CESAR LIMA | A farsa do Código de Conduta do Supremo.

Com o escândalo do Banco Master revelando a cada dia mais e mais envolvidos nas altas esferas de poder e ramificações muito além do sistema financeiro brasileiro, o STF está cada vez mais exposto e encurralado, inclusive pela grande mídia que até esse fato o defendia com unhas e dentes.

Abordei esse “racha” do sistema em meu artigo CESAR LIMA | Banco Master e o Brasil de sempre.. Ocorre que, diante da exposição negativa de dois de seus principais Ministros, Dias Toffoli e Alexandre de Moraes, e procurando salvar a Corte de maiores desgastes, o Presidente Edson Fachin lançou a ideia da criação de um Código de Conduta para o Supremo.

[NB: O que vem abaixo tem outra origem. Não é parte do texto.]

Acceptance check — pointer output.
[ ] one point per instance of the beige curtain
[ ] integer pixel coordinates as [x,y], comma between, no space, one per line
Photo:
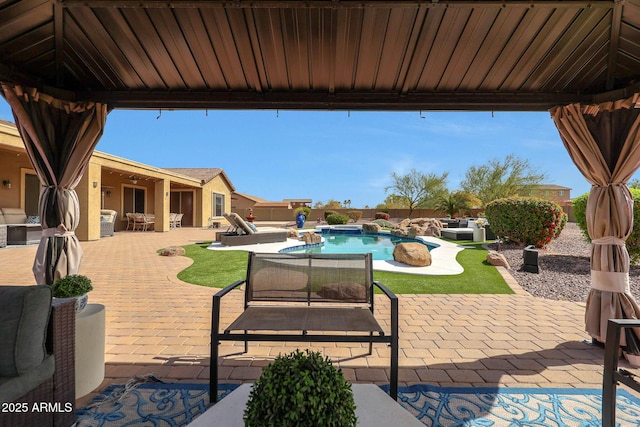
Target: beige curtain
[604,142]
[59,137]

Na abertura do ano judiciário, Fachin proferiu um discurso enfático sobre a necessidade do tal código e o apresentou como solução interna para defender a Corte. Já na sessão plenária seguinte, Toffoli e Moraes reagiram violentamente em discursos públicos em claro confronto ao presidente da Corte. O embate interno tornou-se público e a mídia não perdoou.

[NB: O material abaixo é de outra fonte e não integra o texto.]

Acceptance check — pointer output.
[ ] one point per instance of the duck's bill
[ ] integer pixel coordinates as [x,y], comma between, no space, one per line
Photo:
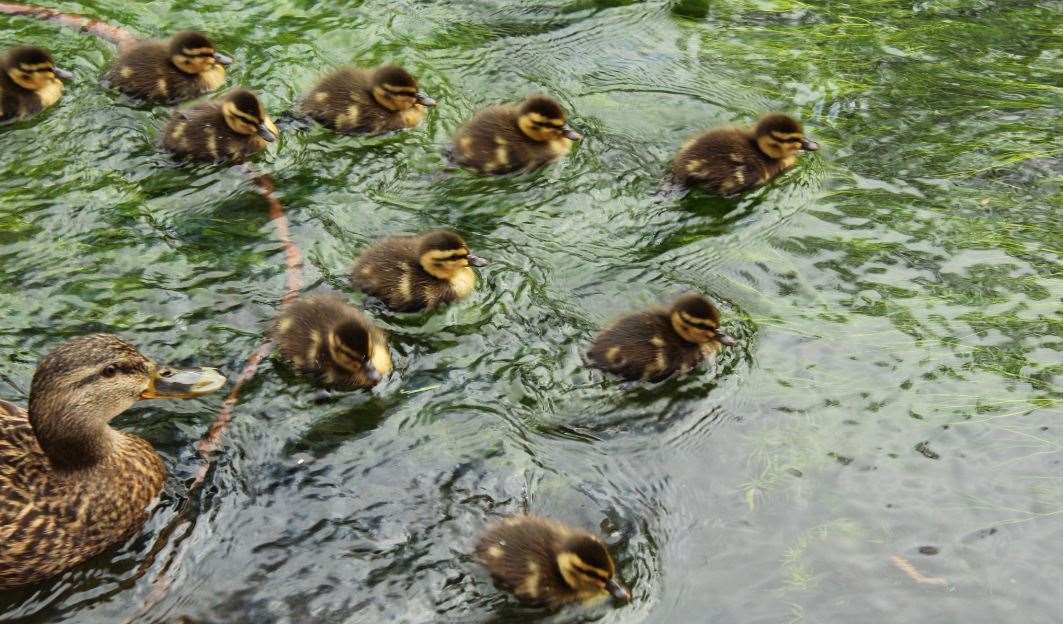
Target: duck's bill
[618,591]
[726,339]
[266,133]
[170,383]
[423,99]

Enquanto a opinião pública se indigna contra os fatos revelados, a mídia aumentou o clamor daqueles que acreditam que o tal código seria a panaceia que blindaria o Supremo, principalmente com a possibilidade real do discurso contra a Corte ser usado pela oposição durante o período eleitoral.

Se esse discurso vencer as eleições deste ano dificilmente a próxima formação do Senado vai deixar de aprovar o impeachment contra um ou mais Ministros. Com a aprovação do primeiro impeachment contra Ministros do Supremo da nossa história, a Corte entende que nada mais vai impedir que outros Ministros sigam pelo mesmo caminho.

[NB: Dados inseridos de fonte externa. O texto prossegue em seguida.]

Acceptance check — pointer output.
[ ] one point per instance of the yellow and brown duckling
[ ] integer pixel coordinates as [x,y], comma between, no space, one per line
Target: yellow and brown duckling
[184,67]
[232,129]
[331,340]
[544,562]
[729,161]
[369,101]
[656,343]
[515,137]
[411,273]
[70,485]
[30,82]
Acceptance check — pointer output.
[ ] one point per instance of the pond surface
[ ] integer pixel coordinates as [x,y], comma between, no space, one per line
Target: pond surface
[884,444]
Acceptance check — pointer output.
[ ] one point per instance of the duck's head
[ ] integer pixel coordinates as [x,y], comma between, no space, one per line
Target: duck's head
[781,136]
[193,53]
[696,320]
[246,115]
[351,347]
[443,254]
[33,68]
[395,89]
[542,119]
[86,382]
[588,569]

Mas por que eu chamo esse código de farsa? Pois é muito óbvio que o problema do Supremo não é a falta de regras. Já temos na Constituição Federal os artigos que preveem os crimes de responsabilidade que podem levar à cassação de um Ministro. Além disso, a Lei Orgânica da Magistratura também prevê as condutas incompatíveis para juízes e que podem levar à perda do cargo, ou seja, não faltam regras, falta vontade e força moral para torná-las efetivas.

O que Fachin pretende, e deixou isso claro em seus discursos e entrevistas, é que os fatos são tão graves que necessitam de uma resposta interna antes que externamente façam alguma coisa. É a chamada “autocontenção” que, segundo ele, acalmaria a mídia, a opinião pública e o Congresso. Porém, justamente os Ministros mais expostos são os principais adversários da ideia.

Enfim, qualquer um que tenha o mínimo de conhecimento legal sabe que se a Constituição Federal e a Lei Orgânica da Magistratura conseguiram conter os arroubos supremos, não será um Código de Conduta caseiro, discutido e votado apenas internamente surtirá qualquer efeito prático, não passando de peça de propaganda de um presidente enfraquecido querendo lavar as mãos e dar-se por moralizador.

Mais uma vez estamos vendo a opinião pública sendo manobrada e ridicularizada pelos poderosos desse país que já perderam o mínimo sendo de moral e justiça. É o Brasil da farsa.